We the people, the laity, have a tremendous call at this moment to help save the Church. And the call is simple, though not easy: a life of holiness.
I find it extremely timely that right before this new sexual abuse scandal broke out, Pope Francis wrote an apostolic exhortation on holiness in today’s world: "Gaudete et Exsultate" (“Rejoice and Be Glad”). In it he writes:
“We are called not to be afraid of holiness"... For our entire lives do not have a mission, but “are a mission.”
Your whole life is a mission in this particular moment of history, planned from all eternity by the Father to reveal right now “a certain aspect of the Gospel." I don’t know about you, but I can often feel intimidated by this invitation to sanctity.
How could I be a saint when I find my heart so indifferent? My spirit so lukewarm? I’m all too distracted in prayer, hesitant to sacrifice, and have my eyes fixed on myself rather than on God. Yet the Holy Father goes on to encourage us:
“Do not be afraid of holiness… To depend on God sets us free from every form of enslavement and leads us to recognize our great dignity… Holiness is an encounter between your weakness and the power of God’s grace.”
Wait, what?! Let me reiterate that one more time:
“Holiness is an encounter between your weakness and the power of God's grace.”
To depend on God sets us free.
This is such great news! I had always thought that holiness was an encounter between God’s grace and my strength, my success, all the ways I was “good” and seemingly “perfect” for God. Not my weakness.
When we begin to understand holiness in this way, it is truly so liberating. Holiness is not a call to achieve more, perform more, or become bigger, stronger, greater or more in control. Holiness is rather a call to become smaller, to grow down, to become more childlike, and learn to live on our knees.
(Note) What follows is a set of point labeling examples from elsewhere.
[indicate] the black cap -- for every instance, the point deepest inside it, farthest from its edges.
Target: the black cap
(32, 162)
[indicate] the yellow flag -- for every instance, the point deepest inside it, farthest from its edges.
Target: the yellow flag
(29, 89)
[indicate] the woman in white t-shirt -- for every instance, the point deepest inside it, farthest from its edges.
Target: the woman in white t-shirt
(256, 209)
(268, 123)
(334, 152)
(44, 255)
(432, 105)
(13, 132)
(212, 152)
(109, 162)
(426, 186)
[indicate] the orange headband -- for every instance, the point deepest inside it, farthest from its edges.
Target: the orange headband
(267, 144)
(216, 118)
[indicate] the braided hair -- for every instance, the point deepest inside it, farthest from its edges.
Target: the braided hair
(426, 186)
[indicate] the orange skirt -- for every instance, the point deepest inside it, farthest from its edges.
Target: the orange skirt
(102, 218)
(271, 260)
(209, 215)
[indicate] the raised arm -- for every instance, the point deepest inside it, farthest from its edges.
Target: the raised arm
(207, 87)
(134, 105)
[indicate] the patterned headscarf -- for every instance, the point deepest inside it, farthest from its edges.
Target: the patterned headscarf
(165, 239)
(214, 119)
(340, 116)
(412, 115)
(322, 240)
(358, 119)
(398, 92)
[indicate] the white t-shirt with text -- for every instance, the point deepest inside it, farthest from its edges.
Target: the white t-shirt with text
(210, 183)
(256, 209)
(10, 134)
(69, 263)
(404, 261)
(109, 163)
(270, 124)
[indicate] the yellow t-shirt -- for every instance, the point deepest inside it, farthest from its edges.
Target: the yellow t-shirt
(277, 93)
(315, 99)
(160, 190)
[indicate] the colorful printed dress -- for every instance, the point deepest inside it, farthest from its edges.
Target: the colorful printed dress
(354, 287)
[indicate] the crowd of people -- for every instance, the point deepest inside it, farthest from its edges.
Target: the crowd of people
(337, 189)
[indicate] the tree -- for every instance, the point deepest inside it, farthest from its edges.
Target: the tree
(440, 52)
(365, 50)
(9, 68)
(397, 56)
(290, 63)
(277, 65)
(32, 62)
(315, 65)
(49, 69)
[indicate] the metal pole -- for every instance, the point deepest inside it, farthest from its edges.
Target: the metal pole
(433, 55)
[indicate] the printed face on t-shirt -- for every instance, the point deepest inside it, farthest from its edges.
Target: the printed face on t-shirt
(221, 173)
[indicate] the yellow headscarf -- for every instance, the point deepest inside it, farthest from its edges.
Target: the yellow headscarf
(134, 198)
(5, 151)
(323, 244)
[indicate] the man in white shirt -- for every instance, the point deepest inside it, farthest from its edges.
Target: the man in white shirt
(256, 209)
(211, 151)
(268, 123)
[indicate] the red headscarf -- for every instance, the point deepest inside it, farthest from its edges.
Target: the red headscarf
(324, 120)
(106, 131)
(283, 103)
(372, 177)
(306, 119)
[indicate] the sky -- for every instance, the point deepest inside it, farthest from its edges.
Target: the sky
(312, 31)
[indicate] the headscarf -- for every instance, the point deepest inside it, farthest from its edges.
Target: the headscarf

It’s a call to become increasingly more dependent on God.
I think what most often gets in the way of our holiness is our pride: the belief that we must be great, perfectionistic, superior. That we cannot need anyone or anything (least of all God). The belief that we must hide our weaknesses and defects from everyone, lest they find out we are merely human.
Yet humility is the crown of all virtues.
Perhaps if some of those who knew about the Church’s sexual abuse scandal actually had the humility to bring it into the light long ago (rather than hiding it in toxic secrecy), this scandal would have done far less damage in the long run.
Witnessing such horrific damage is so disheartening. But to you who are disheartened by the Church’s mistakes and failures: take courage! “Between God and man there is immeasurable inequality” (Pope Francis, "Gaudete et Exsultate").
We as Catholics can rise beyond this devastating moment not by depending on men, but by depending radically upon God, whose love, goodness, mercy and power are immeasurably beyond our broken humanity, and broken our Church.
The love of God goes immeasurably beyond the most terrifying sins of the Church. The love of God goes immeasurably beyond our own sin, and can transform the worst sinner into the greatest saint.
Let us come before Jesus in this moment, in prayer, on our knees, in our weakness and broken humanity, to depend on Him more and more and more. For this great dependence upon Jesus Christ is our path to holiness.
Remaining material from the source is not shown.